I don't know how dire the situation really is if QPR are relegated. There's enough in the media about FFP and substantial fines to assume there will be a difficulty of this ilk. But I have to also believe that the club has a contingency plan in the event of relegation such that none of this would be a massive surprise to them. If the only plan is to gamble by spending yet more on players this window then these people aren't fit to run a bath, yet alone a football team.
Back to Redknapp. It disappoints me that so many on here are against him, and have been since the early stages of last season (or perhaps earlier). You may not wish to give him sufficient credit for our promotion, but you only have to look at where the likes of Reading, Wigan, Bolton, Fulham or Cardiff are, or even teams that have challenged for play-off places in recent times, like Brighton, Blackpool or Forest, to know that actually we've done OK by comparison.
Margins are small in football. I reckon if we'd picked up 3-5 points on the road to date, many of his detractors would be silent for now, regardless of their bafflement at some of his selections in certain games.

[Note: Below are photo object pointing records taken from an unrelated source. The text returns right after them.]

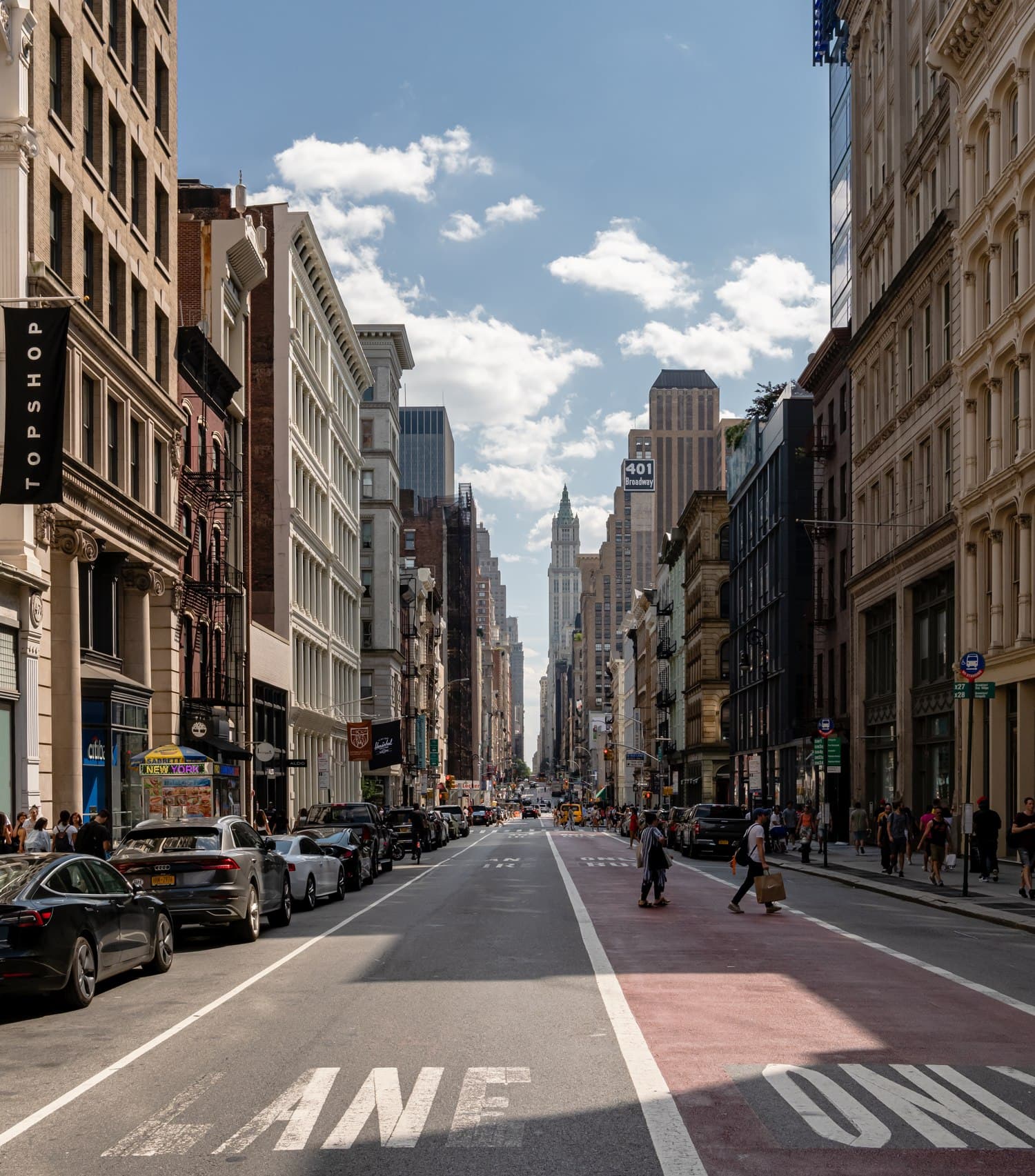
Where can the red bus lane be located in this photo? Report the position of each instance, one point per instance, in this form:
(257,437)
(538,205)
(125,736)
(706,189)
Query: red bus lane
(788,1046)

In the opening pages of Warnock's book he bemoans the fact that football managers and prime ministers have the occupations that most people feel they can perform better, despite zero experience and little qualification. I'd like Redknapp to have made a number of different decisions to date, just as I'd liked certain members of the team to have made different choices in certain games, but on balance we're doing OK, which just about meets my expectations for this season.